Posted by: Denny Cherry
Back To Basics, Index Performance, Index Scan, Index Seek, Indexing, SQL Server, Statistics
Statistics are magical little objects within the database engine that have the ability to make your queries run fast or painfully slow. The reason that statistics are so important is because they tell the database engine what data exists within the database table and how much data exists. The problem with statistics comes from how often they are updated. By default in all versions and editions of SQL Server the statistics are updated when 20%+500 rows within the database table change. So if a database table has 10000 rows in it we need to change 2500 rows (2000 rows is 20% plus an additional 500 rows) for the statistics to be updated. With smaller tables like this having out of date statistics usually doesn’t cause to many problems. The problems really come into play with larger tables. For example if there are 50,000,000 rows in a table for the statistics to be automatically updated we would need to change 10,000,500 rows. Odds are it is going to take quite a while to change this number of rows.

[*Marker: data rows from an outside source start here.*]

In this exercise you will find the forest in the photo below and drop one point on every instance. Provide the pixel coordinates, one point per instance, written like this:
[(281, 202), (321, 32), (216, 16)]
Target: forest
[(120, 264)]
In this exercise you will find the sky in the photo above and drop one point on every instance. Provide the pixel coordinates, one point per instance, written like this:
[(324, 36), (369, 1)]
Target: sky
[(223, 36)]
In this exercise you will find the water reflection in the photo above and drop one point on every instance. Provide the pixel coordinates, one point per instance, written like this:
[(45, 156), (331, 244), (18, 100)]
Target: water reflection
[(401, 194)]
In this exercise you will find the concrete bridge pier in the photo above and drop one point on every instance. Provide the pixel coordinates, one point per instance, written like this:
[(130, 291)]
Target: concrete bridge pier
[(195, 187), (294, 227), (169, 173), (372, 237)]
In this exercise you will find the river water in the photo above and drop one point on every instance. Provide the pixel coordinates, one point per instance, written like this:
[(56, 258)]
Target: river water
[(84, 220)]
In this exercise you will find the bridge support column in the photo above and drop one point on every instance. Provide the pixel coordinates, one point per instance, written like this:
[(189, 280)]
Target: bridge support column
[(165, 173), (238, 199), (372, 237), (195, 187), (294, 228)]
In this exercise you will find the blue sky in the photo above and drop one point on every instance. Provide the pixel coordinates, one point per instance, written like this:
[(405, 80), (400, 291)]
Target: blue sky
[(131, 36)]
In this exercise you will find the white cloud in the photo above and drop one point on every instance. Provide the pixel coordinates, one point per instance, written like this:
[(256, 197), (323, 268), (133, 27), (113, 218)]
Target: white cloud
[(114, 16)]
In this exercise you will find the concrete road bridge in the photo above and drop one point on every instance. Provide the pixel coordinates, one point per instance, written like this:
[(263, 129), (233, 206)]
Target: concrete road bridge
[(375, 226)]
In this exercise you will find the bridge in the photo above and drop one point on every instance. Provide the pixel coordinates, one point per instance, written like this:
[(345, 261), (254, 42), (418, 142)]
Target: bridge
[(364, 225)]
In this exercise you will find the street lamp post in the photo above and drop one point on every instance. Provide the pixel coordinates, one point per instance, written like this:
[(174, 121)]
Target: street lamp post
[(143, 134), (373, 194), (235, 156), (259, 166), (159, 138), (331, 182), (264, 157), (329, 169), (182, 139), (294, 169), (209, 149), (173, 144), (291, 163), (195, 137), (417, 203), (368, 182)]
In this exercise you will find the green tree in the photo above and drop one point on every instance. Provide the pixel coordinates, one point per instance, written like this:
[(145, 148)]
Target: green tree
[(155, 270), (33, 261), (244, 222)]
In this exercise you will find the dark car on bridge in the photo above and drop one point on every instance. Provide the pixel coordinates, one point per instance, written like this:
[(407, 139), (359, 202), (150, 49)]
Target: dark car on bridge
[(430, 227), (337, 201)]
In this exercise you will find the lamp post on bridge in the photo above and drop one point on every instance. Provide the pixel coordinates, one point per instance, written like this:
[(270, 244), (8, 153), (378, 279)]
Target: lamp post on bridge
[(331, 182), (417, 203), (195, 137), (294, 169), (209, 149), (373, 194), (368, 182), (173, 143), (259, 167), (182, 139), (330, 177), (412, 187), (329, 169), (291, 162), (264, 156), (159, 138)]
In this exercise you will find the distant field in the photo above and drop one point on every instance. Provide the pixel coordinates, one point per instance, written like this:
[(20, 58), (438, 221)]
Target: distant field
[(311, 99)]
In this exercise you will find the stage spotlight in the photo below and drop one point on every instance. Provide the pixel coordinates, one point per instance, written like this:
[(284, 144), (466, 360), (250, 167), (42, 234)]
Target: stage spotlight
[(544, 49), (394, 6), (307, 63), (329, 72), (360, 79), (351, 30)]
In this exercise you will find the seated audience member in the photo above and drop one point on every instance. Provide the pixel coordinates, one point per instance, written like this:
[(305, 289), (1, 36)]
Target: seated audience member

To fix this we can manually tell the SQL Server to update the statistics by using the UPDATE STATISTICS command.
Within the statistic there are up to 200 values which are sampled from the column. The statistic shown below contains a few different columns. The statistic shows a series of values from the column which the statistic is built on. It also contains the count of the number of rows between that row and the next in the statistic. From this information the SQL Server is able to build the execution plan which is used to access the data. When the data within the statistic is out of date the SQL Server doesn’t make the correct assumptions about how much data there is and what the best way to access that data is. When the statistic gets updated the SQL Server is able to make better assumptions so the execution plan becomes better so the SQL Server is able to get the data faster.